# 基于动态规划的强化学习
## 强化学习(reinforcement learning)
在强化学习中，每个agent的目标是**最大化累计收益**(cumulative reward):
$$\max \sum_{t=1}^T \mathbb{E}_{a_t \sim \pi(s_t), s_{t+1} \sim p(s_{t+1} \mid s_t, a_t), s_t \sim p(s)}[ \gamma^{t-1} r(s_t,a_t)]
$$

从贝尔曼等式来看，累计收益可以用以下形式表示：

$$
V(s_t) = \mathbb{E}_{a \sim \pi(s_t)}[r(s_t,a_t) + \gamma V(s_{t+1})].
$$

## 策略迭代(Policy Iteration Learning)
一但一个策略$\pi$，用$v_{\pi}$提升产生了一个更好的策略$\pi'$，接下来我们可以计算$v_{\pi'}$并且用它提升并生成一个更好的$v_{\pi''}$。因此我们可以得到一系列单调改进的策略和价值函数


$$
\pi_0 \stackrel{\text{E}}{\longrightarrow} v_{\pi_0} \stackrel{\text{I}}{\longrightarrow} \pi_1 \stackrel{\text{E}}{\longrightarrow} \dots \stackrel{\text{I}}{\longrightarrow}\pi_{\star}\stackrel{\text{E}}{\longrightarrow}v_{\star},
$$

这里 $\stackrel{\text{E}}{\longrightarrow}$ 表示*策略评估(Policy evaluation)*, $\stackrel{\text{I}}{\longrightarrow}$ *策略提升（policy improvement）*.这个方法找到最优策略称为*(策略迭代)policy iteration*.

### 策略迭代算法过程
![](https://gitee.com/wubmu/image/raw/master/img/20210822175954.png)

**策略评估的实现**

In [1]:
import numpy as np

from copy import copy

def policy_eval(env, values, policies, upper_bound):
    print('\n===== Policy Evalution =====')
    delta = upper_bound
    iteration = 0

    while delta >= upper_bound:
        delta = 0.

        for s in env.states:
            v = values.get(s)
            env.set_state(s)

            action_index = policies.sample(s)
            action = env.actions[action_index]
            _, _, rewards, next_states = env.step(action)

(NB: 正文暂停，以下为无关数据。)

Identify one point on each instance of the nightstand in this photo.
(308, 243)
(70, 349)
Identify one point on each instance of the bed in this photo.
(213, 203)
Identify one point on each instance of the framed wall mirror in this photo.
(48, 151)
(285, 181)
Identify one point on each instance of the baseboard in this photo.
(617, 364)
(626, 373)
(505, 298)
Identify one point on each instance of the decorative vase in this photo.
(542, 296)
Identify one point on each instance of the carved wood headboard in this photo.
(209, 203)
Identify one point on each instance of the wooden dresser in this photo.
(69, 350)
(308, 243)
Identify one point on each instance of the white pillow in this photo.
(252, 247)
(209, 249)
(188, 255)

            next_values = values.get(list(next_states))
            td_values = list(map(lambda x, y: x + env.gamma * y, rewards, next_values))

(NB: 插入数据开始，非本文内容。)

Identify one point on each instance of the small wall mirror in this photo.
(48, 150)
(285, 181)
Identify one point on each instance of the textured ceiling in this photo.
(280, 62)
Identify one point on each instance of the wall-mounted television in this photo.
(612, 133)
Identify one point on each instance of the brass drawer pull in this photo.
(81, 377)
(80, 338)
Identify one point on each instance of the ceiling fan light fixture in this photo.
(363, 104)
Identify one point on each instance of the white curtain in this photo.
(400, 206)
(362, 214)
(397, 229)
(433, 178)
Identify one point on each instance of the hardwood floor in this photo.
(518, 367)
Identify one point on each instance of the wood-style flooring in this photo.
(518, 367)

            exp_value = np.mean(td_values)
            values.update(s, exp_value)

            # update delta
            delta = max(delta, abs(v - exp_value))
            
        iteration += 1
        print('\r> iteration: {} delta: {}'.format(iteration, delta), flush=True, end="")

**策略提升**

In [2]:
def policy_improve(env, values, policies):
    print('\n===== Policy Improve =====')
    policy_stable = True

    for state in env.states:
        old_act = policies.sample(state)

        # calculate new policy execution
        actions = env.actions
        value = [0] * len(env.actions)

        for i, action in enumerate(actions):
            env.set_state(state)
            _, _, rewards, next_states = env.step(action)
            next_values = values.get(list(next_states))
            td_values = list(map(lambda x, y: x + env.gamma * y, rewards, next_values))
            prob = [1 / len(next_states)] * len(next_states)

            value[i] = sum(map(lambda x, y: x * y, prob, td_values))

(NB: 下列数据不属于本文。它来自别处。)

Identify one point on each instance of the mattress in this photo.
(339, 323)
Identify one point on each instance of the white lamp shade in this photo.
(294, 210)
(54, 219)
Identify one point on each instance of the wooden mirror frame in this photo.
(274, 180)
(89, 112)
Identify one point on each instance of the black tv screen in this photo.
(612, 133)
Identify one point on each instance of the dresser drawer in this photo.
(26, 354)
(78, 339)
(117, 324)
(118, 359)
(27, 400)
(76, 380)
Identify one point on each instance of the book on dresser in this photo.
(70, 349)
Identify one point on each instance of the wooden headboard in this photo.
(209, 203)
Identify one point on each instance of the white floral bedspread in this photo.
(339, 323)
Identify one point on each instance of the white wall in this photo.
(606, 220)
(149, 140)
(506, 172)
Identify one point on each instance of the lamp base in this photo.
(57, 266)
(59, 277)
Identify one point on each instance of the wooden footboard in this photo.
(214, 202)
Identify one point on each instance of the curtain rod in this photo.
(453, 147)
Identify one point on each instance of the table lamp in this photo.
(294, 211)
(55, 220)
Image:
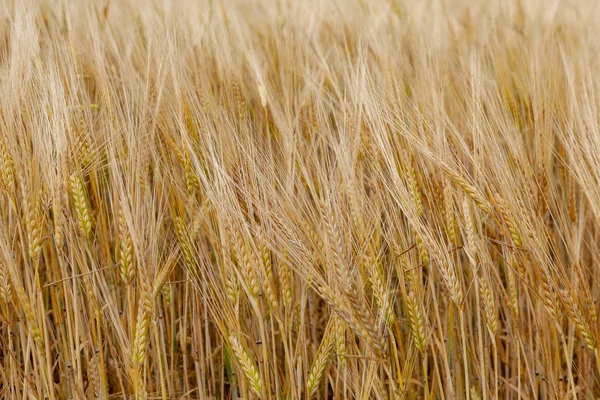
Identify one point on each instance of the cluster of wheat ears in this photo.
(285, 199)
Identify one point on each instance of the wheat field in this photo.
(299, 199)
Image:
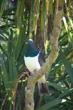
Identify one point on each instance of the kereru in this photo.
(34, 59)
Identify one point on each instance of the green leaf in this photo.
(68, 67)
(50, 104)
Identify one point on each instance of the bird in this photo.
(34, 60)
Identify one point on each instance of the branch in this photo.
(29, 91)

        # action selection
        new_act = actions[np.argmax(value)]

        # greedy update policy
        new_policy = [0.] * env.action_space
        new_policy[new_act] = 1.
        policies.update(state, new_policy)

        if old_act != new_act:
            policy_stable = False

    return policy_stable

## 价值迭代(Value Iteration)
策略迭代的一个缺点是它的**每次迭代都涉及策略评估**，这本身可能是一个**长期的迭代计算**，需要多次扫描状态集。 我们必须等待精确收敛，还是可以止步于此？

### 价值迭代算法
![](https://gitee.com/wubmu/image/raw/master/img/20210822203713.png)

**价值迭代实现**

In [3]:
def value_iter(env, values, upper_bound):
    print('===== Value Iteration =====')
    delta = upper_bound + 1.
    states = copy(env.states)
    
    iteration = 0
    
    while delta >= upper_bound:
        delta = 0 
        for s in states:
            v = values.get(s)
            
            # 获得新的价值
            actions = env.actions
            vs = [0] * len(actions)
            
            for i, action in enumerate(actions):
                env.set_state(s)
                _, _, rewards, next_states = env.step(action)
                td_values = list(map(lambda x, y: x + env.gamma * y, rewards, values.get(next_states)))
                
                vs[i] = np.mean(td_values)
            
            values.update(s, max(vs))
            delta = max(delta, abs(v - values.get(s)))
            
        iteration += 1 
        print('\r> iteration: {} delta: {}'.format(iteration, delta), end="", flush=True)
    
    return

## 简单环境
### 环境矩阵
一个简单的迷宫游戏，这个agent需要学习从开始点到中间(goal)
![](https://gitee.com/wubmu/image/raw/master/img/20210823160728.png)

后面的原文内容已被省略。